The Pinchy-specific twist
A single-provider product would have one model treadmill to walk. Pinchy supports four — Anthropic, OpenAI, Google, Ollama — plus the self-hosted Ollama case where the "models" are whatever the operator pulled onto their own box, on their own schedule, with no API I can enumerate against a known catalog. So the churn isn't just "new models ship monthly"; it's four catalogs drifting independently, plus an open-ended local one. The balanced-tier anchors that keep the resolver honest have to mean something sensible in all of those worlds at once, and "sensible" is re-negotiated every time any one of the four providers renames a model or ships a new flagship.

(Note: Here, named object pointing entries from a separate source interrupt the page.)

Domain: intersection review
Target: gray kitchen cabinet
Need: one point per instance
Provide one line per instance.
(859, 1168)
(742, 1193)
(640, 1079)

The deeper question I don't have a clean answer to: how much of "which model is good for this job" should be code at all? Today it's hardcoded patterns and anchors that I update by hand when the landscape shifts. That doesn't scale with the rate of change, and it makes Pinchy's quality a function of how recently I last paid attention. There's a version of this where the resolver probes capabilities empirically — runs a tiny tool-use smoke test against a candidate model and trusts behavior over advertised flags — and a version where the blocklist and anchors are config an operator can override for their own pulled models. Both are real work for v0.6 and beyond. Both are attempts to make a good default survive a foundation that's actively trying to invalidate it.
Day 98
Two quiet days, two essays about the same uncomfortable truth: the most important layers of Pinchy are built on foundations I don't control and that move faster than I can. OpenClaw yesterday, the models today. The work isn't to stop them moving — it's to build defaults good enough to be worth defending, and defenses honest enough to admit when they've eroded. The day the auto-default stops being better than a dropdown is the day I've stopped paying attention, and these posts are partly how I make sure I notice.